China e-commerce giant Alibaba, who was looking to invest in Pune-based logistics firm Xpressbees has finally sealed the deal with a whopping Rs 224 crore in the firm run by Busybees Logistics Solutions.
This is Alibaba’s sixth bet on the Indian market. However, the previous speculation was more than double in amount i.e. $100 million.
As per latest regulatory documents filed with the Registrar of Companies (RoC), the logistics arm of FirstCry has issued 70, 653 series D preference shares to Alibaba, reports TOI via business research firm Paper.vc.
Founded in 2015 by Amitava Saha and Supam Maheshwari, XpressBees is a logistics business spun out of baby and maternity products retailer FirstCry.
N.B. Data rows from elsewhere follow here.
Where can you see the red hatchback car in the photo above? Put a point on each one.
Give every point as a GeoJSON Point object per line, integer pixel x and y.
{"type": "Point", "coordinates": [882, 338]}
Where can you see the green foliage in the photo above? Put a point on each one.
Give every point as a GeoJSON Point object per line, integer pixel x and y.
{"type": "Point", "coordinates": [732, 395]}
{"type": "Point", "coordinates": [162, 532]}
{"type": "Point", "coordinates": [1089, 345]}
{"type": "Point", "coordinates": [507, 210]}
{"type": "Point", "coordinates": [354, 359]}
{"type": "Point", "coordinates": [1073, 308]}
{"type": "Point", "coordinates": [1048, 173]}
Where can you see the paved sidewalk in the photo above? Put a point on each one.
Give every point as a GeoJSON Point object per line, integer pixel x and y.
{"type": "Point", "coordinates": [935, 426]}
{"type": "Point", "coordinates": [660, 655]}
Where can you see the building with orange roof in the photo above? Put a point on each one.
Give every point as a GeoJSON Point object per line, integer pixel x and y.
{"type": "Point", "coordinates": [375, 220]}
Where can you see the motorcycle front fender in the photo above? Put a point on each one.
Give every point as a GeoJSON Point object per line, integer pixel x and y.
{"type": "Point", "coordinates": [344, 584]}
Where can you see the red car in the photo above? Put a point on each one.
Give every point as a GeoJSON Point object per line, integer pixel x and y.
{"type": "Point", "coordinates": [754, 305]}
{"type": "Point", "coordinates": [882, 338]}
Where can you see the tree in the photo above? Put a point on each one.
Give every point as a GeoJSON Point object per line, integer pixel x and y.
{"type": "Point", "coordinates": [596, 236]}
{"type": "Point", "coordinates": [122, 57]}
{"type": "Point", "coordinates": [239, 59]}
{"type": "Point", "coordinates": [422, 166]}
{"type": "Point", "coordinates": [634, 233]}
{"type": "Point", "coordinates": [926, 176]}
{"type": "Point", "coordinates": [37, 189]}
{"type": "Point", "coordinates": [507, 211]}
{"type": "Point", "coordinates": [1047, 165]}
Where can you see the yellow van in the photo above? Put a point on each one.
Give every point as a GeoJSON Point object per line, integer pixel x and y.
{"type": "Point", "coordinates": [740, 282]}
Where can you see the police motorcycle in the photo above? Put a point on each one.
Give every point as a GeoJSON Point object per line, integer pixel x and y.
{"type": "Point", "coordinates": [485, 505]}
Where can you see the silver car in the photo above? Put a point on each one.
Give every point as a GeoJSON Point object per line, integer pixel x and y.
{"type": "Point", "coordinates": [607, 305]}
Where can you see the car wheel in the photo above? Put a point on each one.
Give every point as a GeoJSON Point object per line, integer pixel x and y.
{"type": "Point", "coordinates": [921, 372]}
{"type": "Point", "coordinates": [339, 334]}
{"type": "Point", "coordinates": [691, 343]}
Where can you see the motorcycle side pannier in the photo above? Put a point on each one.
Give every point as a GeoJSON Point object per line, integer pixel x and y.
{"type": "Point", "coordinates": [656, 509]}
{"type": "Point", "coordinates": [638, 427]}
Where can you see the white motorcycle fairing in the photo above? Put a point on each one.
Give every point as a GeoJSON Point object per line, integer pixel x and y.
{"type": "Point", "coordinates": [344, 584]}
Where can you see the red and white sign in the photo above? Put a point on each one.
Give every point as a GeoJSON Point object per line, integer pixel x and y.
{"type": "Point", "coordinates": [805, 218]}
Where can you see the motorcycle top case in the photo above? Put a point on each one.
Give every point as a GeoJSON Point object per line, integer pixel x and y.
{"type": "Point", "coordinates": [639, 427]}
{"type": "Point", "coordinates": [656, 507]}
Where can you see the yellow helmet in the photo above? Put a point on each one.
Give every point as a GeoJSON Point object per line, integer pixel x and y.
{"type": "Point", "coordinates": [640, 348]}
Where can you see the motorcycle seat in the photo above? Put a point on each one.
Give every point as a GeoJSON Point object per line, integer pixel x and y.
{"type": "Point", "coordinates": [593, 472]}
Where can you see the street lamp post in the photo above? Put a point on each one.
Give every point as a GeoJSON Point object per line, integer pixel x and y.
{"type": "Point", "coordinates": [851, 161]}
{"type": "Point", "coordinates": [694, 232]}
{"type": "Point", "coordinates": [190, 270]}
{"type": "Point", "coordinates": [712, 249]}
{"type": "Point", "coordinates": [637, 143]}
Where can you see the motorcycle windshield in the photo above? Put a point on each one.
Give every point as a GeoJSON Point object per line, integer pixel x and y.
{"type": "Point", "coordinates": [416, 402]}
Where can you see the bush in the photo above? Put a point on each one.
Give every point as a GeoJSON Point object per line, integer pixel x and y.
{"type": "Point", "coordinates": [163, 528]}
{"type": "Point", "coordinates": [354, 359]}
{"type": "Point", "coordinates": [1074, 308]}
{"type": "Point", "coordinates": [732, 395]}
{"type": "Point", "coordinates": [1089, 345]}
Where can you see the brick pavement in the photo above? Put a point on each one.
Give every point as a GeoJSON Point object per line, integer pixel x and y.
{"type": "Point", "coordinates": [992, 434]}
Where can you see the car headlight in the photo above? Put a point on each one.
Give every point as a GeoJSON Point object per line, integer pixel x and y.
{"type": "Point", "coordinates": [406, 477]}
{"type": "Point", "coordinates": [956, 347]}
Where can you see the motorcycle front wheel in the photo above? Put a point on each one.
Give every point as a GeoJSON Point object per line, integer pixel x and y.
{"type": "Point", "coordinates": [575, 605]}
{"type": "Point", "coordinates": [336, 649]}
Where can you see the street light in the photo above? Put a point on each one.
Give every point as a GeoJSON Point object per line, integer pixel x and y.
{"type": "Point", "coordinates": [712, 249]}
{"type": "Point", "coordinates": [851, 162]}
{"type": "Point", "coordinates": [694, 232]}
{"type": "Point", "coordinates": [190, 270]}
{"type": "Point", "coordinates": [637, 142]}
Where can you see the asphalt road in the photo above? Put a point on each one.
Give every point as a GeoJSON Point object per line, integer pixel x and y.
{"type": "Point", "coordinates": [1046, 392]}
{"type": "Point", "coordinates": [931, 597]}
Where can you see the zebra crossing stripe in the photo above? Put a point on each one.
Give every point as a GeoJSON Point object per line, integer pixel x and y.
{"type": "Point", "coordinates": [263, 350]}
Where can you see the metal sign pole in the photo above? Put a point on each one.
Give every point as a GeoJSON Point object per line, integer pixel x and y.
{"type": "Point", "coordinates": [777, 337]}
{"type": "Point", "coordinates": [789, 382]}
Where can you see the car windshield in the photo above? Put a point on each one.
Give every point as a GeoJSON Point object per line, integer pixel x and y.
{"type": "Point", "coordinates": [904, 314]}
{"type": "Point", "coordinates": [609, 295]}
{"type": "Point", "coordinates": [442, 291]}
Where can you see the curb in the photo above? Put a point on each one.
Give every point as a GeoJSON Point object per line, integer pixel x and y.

The logistics platform competes with other e-commerce focused logistics providers such as Delhivery and Ecom Express.
For Xpressbess, the fiscal year 2017, generated a revenue of Rs 185.42 crore while losses stood at Rs 57.71crore.
So far the company had raised about Rs 360 crore from investors such as SAIF Partners, IDG Ventures, Paytm, Vertex Ventures, and Kris Gopalakrishnan’s Pratithi Trust.
Previously in 2016, it secured $12.5 million Series A funding from SAIF Partners, IDG Ventures, Vertex Ventures and Valiant Capital, among others.
Apart from payment major Paytm and home-grown e-grocer BigBasket, Alibaba is also eyeing to bet on Xpressbees’ competitor Delhivery.
To wield dominance in overall e-commerce segment in India, Alibaba requires investing in logistics and supply chain for faster movement of shipments. Its investment in Xpressbees and probable round in Delhivery indicate that Jack Ma-led behemoth is eying to develop and own a significant stake in supply chain and logistics space.
Meanwhile, Alibaba and Ant Financial reportedly plan to invest $200 Mn in Gurgaon-headquartered Zomato, an online food ordering and restaurant discovery platform.